Methods and Applications of Analysis

Volume 22 (2015)

Number 2

Global strong solutions to the inhomogeneous incompressible nematic liquid crystal flow

Pages: 201 – 220

DOI: https://dx.doi.org/10.4310/MAA.2015.v22.n2.a4

Author

Jinkai Li (Institute of Mathematical Sciences, Chinese University of Hong Kong; and Department of Computer Science and Applied Mathematics, Weizmann Institute of Science, Rehovot, Israel)

Abstract

In this paper, we consider the Dirichlet problem to the inhomogeneous incompressible nematic liquid crystal system in bounded smooth domains of two or three dimensions.
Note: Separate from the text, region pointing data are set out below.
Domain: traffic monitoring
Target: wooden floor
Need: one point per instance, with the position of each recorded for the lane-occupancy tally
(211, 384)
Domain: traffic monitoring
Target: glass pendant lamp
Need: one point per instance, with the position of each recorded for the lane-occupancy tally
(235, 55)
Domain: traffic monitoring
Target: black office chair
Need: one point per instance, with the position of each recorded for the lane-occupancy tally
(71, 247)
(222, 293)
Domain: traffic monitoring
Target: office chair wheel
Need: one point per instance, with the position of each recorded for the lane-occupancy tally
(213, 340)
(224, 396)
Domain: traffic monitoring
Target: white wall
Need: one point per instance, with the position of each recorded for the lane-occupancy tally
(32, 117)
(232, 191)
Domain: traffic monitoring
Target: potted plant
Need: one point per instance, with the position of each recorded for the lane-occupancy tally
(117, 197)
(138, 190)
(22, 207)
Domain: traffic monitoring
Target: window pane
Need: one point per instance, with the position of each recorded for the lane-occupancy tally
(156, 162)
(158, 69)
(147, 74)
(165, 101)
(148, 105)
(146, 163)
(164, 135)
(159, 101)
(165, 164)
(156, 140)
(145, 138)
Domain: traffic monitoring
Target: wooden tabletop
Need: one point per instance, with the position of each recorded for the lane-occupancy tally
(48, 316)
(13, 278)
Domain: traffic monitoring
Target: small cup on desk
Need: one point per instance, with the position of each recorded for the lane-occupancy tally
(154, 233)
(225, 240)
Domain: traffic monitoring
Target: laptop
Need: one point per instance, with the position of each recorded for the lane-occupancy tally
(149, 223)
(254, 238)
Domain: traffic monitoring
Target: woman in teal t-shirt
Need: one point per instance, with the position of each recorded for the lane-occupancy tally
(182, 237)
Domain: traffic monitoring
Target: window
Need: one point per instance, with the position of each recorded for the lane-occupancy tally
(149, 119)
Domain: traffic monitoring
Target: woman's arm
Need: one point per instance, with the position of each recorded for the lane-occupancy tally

We prove the global existence and uniqueness of strong solutions to this system, with initial data being of small norm but allowed to have vacuum and large oscillations. More precisely, for the two dimensional case, we only require that the basic energy ${\lVert \sqrt{\rho_0} u_0 \rVert}^{2}_{L^2} + {\lVert \nabla d_0 \rVert}^{2}_{L^2}$ is small, while for the three dimensional case, we ask for the smallness of the production of the basic energy and the quantity ${\lVert \nabla u_0 \rVert}^{2}_{L^2} + {\lVert \Delta d_0 \rVert}^{2}_{L^2}$ We achieve some suitable time independent a priori estimates on the strong solutions, based on which, one can extend the local strong solution to be a global one.

Keywords

existence and uniqueness, global strong solutions, liquid crystal

2010 Mathematics Subject Classification

35D35, 35Q35, 76A15, 76D03

Published 1 June 2015